Author: Tang, Fangqi
Title: A comparative study of various travel time representation approaches for a road network
Degree: M.Sc.
Year: 2012
Subject: Travel time (Traffic engineering) -- Measurement.
Cartography.
Hong Kong Polytechnic University -- Dissertations
Department: Department of Land Surveying and Geo-Informatics
Pages: viii, 104, xvii leaves : ill., maps ; 30 cm.
Language: English
Abstract: Improvements in transportation systems have enabled a reduction in the time taken to travel from one place to another. This has led to an evolution of the Euclidean distance measure unit (e.g. 800 km) to time (1 hour flight) and to the phenomena that a longer travel distance is not necessarily equivalent to a longer travel time.

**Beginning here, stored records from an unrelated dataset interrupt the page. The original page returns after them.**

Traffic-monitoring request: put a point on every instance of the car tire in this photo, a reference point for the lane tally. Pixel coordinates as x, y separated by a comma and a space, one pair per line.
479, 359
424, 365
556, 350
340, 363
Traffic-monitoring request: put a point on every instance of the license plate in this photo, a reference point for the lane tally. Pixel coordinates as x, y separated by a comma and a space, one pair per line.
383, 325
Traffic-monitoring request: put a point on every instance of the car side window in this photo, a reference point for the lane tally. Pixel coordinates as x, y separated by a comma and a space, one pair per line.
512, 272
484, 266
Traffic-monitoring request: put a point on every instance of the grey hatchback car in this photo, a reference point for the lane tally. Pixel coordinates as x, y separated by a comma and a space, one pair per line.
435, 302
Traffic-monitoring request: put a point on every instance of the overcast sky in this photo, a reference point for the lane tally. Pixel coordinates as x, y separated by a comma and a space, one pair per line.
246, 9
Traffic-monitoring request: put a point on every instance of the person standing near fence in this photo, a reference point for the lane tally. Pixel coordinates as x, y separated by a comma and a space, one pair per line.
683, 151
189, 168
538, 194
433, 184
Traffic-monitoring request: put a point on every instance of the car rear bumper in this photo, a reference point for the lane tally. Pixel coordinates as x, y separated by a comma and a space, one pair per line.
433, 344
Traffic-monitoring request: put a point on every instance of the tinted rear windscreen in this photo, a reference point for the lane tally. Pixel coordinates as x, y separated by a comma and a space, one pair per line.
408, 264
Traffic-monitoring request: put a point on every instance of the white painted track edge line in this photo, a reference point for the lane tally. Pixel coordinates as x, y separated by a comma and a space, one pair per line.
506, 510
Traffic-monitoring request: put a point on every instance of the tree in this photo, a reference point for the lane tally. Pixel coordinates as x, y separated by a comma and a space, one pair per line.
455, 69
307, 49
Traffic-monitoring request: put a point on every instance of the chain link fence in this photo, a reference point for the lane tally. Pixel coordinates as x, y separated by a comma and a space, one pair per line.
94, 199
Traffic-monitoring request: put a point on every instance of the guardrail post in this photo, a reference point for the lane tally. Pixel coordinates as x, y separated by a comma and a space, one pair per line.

As a result, the representation of road network travel time, in form of maps has become a helpful and important feature of modern life. This study presents a comparative analysis of three approaches to representing network travel time. They are as follows: flow maps, distance cartograms and isochrone maps. Questionnaire surveys were carried out to investigate the effectiveness and viewers' preference of these approaches. Two sets of real-life data, i.e. railway and highway travel time data from China were used for travel time map generation. The results show that, as regards the flow map approach, the use of graduated colors presents the information most clearly, followed by bar forms. Maps with range-graded symbols and proportional symbols were the least acceptable in this regard. Distance cartograms were found to be effective in the representation of travel time in terms of high accuracy and visual quality. Large distortions were reduced by eliminating links with periods of large travel time and by assigning appropriate weightings to the different links. The results however, also indicate that flow maps are more effective than distance cartograms in their ability to display network travel time, especially those in graduated colors. Flow maps are also more effective in displaying the travel time for one-to-many relationship, followed by isochrone maps. Distance cartograms are the least effective in this respect.